Islam Menyelesaikan Permasalahan
Seseorang yang menyandarkan dirinya pada prinsip-prinsip
dalam Alquran selalu sanggup menyelesaikan permasalahan hidupnya dan senantiasa
bertindak bijaksana. Demikianlah, orang yang hidup dengan prinsip tersebut tak
pernah merasakan frustasi, bagaimanapun rumit keadaan yang dihadapi. Karena
itulah, dalam masyarakat yang menjunjung tinggi nilai/ajaran agama, tak seorang
pun dari mereka yang tak dapat menyelesaikan masalahnya.
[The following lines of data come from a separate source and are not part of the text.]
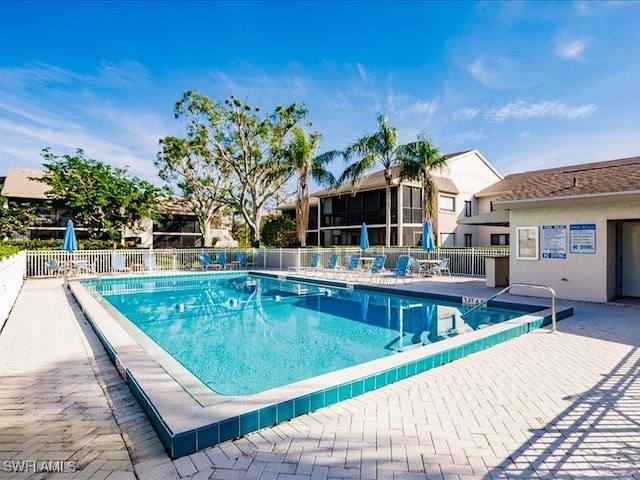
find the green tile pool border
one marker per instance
(178, 444)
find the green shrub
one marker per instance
(7, 250)
(56, 244)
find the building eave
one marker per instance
(604, 197)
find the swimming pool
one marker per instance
(241, 334)
(188, 415)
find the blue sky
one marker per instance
(531, 85)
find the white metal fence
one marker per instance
(463, 261)
(12, 273)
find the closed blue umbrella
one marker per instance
(70, 243)
(427, 237)
(364, 237)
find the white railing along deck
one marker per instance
(463, 261)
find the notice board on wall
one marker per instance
(554, 241)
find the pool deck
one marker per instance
(543, 405)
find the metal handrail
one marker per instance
(531, 285)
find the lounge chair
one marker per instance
(205, 261)
(53, 267)
(314, 263)
(332, 265)
(352, 267)
(119, 263)
(149, 262)
(402, 270)
(442, 267)
(377, 267)
(221, 260)
(243, 263)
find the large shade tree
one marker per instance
(191, 167)
(102, 198)
(246, 147)
(418, 161)
(15, 217)
(300, 158)
(379, 147)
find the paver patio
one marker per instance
(564, 405)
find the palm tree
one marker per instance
(381, 146)
(300, 160)
(418, 160)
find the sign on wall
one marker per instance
(554, 241)
(582, 238)
(527, 246)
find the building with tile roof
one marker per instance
(178, 226)
(336, 214)
(574, 228)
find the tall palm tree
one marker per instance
(300, 160)
(382, 147)
(418, 160)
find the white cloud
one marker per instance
(465, 114)
(571, 50)
(107, 74)
(401, 106)
(523, 110)
(362, 72)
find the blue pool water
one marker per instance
(242, 334)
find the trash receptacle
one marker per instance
(497, 271)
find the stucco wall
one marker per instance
(588, 277)
(471, 173)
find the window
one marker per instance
(411, 204)
(446, 203)
(499, 239)
(467, 208)
(447, 239)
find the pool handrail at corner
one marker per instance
(531, 285)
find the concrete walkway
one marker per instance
(556, 406)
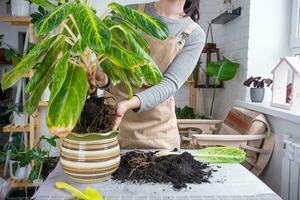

Ketika nilai agama tidak ditegakkan, manusia tidak
menampakkan kemanusiaannya. Permasalahan sederhana sekalipun, tidak akan
terselesaikan secara bijaksana dalam masyarakat tak beragama. Masyarakat
demikian menghadapi kesukaran terus-menerus sepanjang hidupnya. Jangankan
mencari penyelesaian, justru mereka mencari masalah dalam kesehariannya,
seolah-olah itu adalah malapetaka yang tak mungkin terselesaikan.
Karena tak sanggup menyelesaikan masalah yang bertubi-tubi
dalam setiap segi kehidupannya, mereka kemudian berputus asa dan menggugat.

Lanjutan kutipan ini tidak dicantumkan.